UK trade body Oil and Gas UK (OGUK) has published figures showing North Sea offshore installations have cut staff numbers by 40% since the start of the Covid-19 coronavirus outbreak.
It showed 7,000 workers are currently operating North Sea installations; in an average week, the number would be approximately 11,500.
In a briefing last week, OGUK said companies were bringing staff down to minimal levels to negate coronavirus risks.

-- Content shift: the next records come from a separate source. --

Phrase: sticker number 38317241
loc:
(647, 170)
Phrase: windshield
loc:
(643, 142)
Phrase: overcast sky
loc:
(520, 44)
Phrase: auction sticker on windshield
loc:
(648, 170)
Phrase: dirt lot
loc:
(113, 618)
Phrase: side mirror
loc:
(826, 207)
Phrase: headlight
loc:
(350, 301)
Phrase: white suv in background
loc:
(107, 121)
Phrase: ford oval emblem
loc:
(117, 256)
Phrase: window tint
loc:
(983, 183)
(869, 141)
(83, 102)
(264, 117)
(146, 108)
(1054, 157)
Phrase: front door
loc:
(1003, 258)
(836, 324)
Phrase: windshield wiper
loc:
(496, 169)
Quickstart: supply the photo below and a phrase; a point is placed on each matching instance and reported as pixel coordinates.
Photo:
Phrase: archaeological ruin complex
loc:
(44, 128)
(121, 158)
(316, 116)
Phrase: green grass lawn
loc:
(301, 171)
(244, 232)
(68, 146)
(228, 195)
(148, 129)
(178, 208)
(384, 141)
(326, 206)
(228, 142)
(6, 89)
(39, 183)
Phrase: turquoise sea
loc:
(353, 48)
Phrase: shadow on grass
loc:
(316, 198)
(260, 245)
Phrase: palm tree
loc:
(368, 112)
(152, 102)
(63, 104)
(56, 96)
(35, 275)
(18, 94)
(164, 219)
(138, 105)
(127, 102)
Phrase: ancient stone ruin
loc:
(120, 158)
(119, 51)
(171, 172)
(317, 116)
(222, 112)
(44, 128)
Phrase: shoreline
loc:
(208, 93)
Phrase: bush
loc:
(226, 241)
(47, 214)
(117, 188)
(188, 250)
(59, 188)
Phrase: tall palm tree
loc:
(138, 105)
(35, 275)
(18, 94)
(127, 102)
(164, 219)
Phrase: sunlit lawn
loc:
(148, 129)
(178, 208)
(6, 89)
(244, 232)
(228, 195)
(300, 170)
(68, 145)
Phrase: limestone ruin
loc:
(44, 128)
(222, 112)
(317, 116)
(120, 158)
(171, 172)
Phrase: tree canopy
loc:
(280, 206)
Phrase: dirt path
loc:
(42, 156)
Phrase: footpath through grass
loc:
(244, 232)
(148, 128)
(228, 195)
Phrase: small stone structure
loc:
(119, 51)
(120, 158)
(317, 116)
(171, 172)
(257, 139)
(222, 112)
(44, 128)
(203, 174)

Health and safety director Trevor Stapleton emphasised the importance of also reducing the number of workers on each helicopter flight.
He said current safety measures involve temperature screenings and passengers filling in a questionnaire on their recent health before take-off. Offshore, platforms are staggering working hours to stop employees all using the canteen at the same time.
Encouraging crew reductions, Stapleton said there may be fewer catering staff members due to there being fewer mouths to feed. However, he said: “In terms of minimum manning, do not pick on the cleaning staff, as cleaning remains a top priority.”
The trade body has also advised making all cabins single-occupancy. Several operators, including Shell and Sinopec, have made changes to enable this.
He added he was aware of the difficulties and risks to workers reaching their homes after returning. He said OGUK was forming a logistics network to deal with this, but couldn’t make promises.
Stapleton said: “To the workforce, if you’ve got any concerns make sure that you raise them, and we’ll do out damnedest to make sure that they’re addressed.”
Staff “dumped” during coronavirus
Responding to the employment report, offshore workers’ union RMT general secretary Mick Cash said: “Oil and gas companies are unilaterally sending staff home with no regard to their future income, work or health.
“Employers have failed to engage with offshore trade unions over standardising the industry’s response to coronavirus, even when there have been cases diagnosed on North Sea platforms, yet the UK Government stands by and watches thousands of skilled energy workers being dumped without any comment whatsoever.”
Last week, analysts warned the current reduction in staff numbers could persist into 2021.